Years ago I went to the Palladium forums. I posted in a thread about campaign management, in response to someone complaining about mecha pilots and cyborgs dominating his campaign, a simple question: "Are you enforcing the time requirements to repair, refuel, and rearm?"
I might as well as have published cartoons mocking the Prophet Mohammed, given the reaction I got.
The reason these players chose those character types is because--absent the engagement with logistics that timekeeping forces upon them--they enjoy a power disparity that allowed them to dominate play and sideline others in their party trying to compete on raw power.
Change the context to a high-level spell-caster in AD&D 1st Edition. What is now known to have been routinely ignored? Spell components and memorization times. What acts as a real and effective check? Spell components and memorization times.

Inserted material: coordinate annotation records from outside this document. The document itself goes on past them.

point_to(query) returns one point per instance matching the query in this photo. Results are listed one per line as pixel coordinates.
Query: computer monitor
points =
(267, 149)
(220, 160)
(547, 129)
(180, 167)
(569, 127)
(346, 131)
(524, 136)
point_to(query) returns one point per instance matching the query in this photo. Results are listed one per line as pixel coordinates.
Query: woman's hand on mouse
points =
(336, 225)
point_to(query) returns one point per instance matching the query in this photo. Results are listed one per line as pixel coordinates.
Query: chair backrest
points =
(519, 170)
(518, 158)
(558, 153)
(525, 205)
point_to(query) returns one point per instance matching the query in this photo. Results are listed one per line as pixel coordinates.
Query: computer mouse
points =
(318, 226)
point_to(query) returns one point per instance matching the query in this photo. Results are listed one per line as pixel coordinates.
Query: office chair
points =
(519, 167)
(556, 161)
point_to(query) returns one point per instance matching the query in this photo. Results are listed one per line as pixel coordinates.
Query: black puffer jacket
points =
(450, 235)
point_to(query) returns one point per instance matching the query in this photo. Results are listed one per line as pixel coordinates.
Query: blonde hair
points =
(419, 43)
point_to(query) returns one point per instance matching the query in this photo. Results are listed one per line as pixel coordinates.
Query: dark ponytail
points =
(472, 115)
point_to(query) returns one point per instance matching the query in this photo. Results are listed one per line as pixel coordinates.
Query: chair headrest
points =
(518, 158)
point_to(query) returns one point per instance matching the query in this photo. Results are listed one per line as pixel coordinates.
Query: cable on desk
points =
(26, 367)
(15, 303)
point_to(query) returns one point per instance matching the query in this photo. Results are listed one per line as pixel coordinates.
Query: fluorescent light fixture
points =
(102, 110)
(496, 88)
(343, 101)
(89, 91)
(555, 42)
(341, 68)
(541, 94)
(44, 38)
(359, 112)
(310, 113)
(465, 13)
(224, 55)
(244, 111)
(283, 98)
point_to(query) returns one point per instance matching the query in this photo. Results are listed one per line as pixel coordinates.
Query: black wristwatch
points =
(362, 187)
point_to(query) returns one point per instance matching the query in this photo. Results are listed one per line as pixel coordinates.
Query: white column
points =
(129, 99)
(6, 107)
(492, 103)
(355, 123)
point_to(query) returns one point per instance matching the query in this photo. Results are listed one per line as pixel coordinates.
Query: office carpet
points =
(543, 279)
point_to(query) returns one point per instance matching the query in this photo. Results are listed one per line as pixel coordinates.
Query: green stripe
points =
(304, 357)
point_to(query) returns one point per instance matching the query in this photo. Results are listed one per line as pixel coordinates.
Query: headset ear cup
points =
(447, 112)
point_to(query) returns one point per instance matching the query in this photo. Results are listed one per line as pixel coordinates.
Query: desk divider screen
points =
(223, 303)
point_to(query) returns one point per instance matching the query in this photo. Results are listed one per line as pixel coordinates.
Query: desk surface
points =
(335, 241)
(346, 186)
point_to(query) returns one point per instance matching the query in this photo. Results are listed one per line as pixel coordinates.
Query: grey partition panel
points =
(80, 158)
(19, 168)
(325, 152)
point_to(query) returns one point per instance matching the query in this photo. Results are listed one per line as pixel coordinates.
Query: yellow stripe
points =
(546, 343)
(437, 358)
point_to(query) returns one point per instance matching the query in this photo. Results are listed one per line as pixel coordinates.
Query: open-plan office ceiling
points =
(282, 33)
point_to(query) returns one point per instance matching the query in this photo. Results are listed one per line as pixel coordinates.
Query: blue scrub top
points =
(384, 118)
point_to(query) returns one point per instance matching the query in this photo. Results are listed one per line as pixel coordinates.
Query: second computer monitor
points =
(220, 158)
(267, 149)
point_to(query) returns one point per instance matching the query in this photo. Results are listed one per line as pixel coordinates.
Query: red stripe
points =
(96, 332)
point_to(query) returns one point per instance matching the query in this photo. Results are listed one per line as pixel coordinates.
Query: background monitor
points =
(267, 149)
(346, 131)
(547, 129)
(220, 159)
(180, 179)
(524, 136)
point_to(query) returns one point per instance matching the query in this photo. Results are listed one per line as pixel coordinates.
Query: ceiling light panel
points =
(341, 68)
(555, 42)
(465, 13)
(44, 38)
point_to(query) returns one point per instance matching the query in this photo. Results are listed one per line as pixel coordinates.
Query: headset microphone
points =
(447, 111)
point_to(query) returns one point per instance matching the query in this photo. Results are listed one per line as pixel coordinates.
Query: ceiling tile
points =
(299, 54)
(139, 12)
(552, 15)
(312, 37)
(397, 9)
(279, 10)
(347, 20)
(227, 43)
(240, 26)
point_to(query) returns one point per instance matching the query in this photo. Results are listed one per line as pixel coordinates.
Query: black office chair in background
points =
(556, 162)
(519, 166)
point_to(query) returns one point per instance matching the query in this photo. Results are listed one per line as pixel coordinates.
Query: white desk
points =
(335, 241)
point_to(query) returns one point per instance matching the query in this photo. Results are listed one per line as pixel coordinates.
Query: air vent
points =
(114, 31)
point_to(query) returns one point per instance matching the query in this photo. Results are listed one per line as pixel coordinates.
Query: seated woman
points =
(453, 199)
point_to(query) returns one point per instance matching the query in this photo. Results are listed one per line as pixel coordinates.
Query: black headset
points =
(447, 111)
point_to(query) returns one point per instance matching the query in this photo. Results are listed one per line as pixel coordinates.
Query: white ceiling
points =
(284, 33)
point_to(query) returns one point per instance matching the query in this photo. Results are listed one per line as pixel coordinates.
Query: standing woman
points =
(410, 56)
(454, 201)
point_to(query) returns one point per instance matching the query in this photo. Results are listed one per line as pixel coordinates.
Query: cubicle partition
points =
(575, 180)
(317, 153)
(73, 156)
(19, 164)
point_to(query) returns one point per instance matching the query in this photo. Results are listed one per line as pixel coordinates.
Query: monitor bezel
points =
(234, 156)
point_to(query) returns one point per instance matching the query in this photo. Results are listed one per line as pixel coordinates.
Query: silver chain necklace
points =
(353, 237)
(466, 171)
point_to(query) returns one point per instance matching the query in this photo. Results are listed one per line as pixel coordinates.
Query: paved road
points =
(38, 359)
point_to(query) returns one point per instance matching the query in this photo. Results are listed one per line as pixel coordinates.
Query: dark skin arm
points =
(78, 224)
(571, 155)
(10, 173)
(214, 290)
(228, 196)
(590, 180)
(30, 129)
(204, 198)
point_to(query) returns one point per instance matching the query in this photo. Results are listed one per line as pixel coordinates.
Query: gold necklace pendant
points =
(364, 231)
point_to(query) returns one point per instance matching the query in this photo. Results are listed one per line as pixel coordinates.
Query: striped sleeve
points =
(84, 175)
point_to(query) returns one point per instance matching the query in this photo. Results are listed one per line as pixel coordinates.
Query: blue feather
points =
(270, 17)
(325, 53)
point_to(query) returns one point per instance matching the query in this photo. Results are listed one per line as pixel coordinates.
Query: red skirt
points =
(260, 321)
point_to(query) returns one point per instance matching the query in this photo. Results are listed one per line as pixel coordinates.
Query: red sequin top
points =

Powered armor, giant robots, cyborg bodies, armored vehicles- all of them require time spent doing repairs and maintenance, have parts and consumables (fuel, munitions, parts, etc.) that need to be sourced, delievered, and secured. Spells (in AD&D) need material components much of the time, some of which are immobile or costly, and demand that the caster spell hours or days to memorize one copy in his mind before casting it. This is on top of nigh-universal issues of injury, illness, and recovery therefrom.
Waiving these demands of time and resources upon highly-effective characters is removing very real checks on their ability to dominate a campaign.
Is it inconvenient? Yes, it is, and that is the point.
RPGs are extended wargames. #EliveLevel gamers that #winatRPGs are those with what it takes to become professionals: they deal in logistics.
"But-"
Bright, front and center.
You have to insist on the timekeeping. It's the core of what makes the medium work.
If Bob complains that his cyborg is out of action due to repairs, tell him to roll another character or do something else. Reasonable players just roll a new guy and get on with it.
Jack's pilot has his prefered robot in the shop undergoing repairs and a refit? The pilot switches to another robot, or Jack swaps characters.
Tom's Magic-User is locked down in research? His Cleric is still memorizing spells? His Thief still in training? His Monk is still on that slowboat to Ricelandia? His Ranger is still laid up after getting mauled by a dragon? Time for the Fighter to come off the bench.
Strict timekeeping is worth the effort. It is the balancing tool across all RPG play. We have disdained and ignored this for far too long. Yet once it is put into practice , as with everything else we've ignored, the experience of play greatly improves because the dynamic is forced to change to create the conditions actually promised by Gygax and company back in the day.
This is before accounting for long periods of time, such that aging would matter. Imagine rolling up a fresh-faced Human Male Fighter and playing him into a Old Man without needing supernatural aging or other such time effects. Timekeeping makes this far more likely to happen.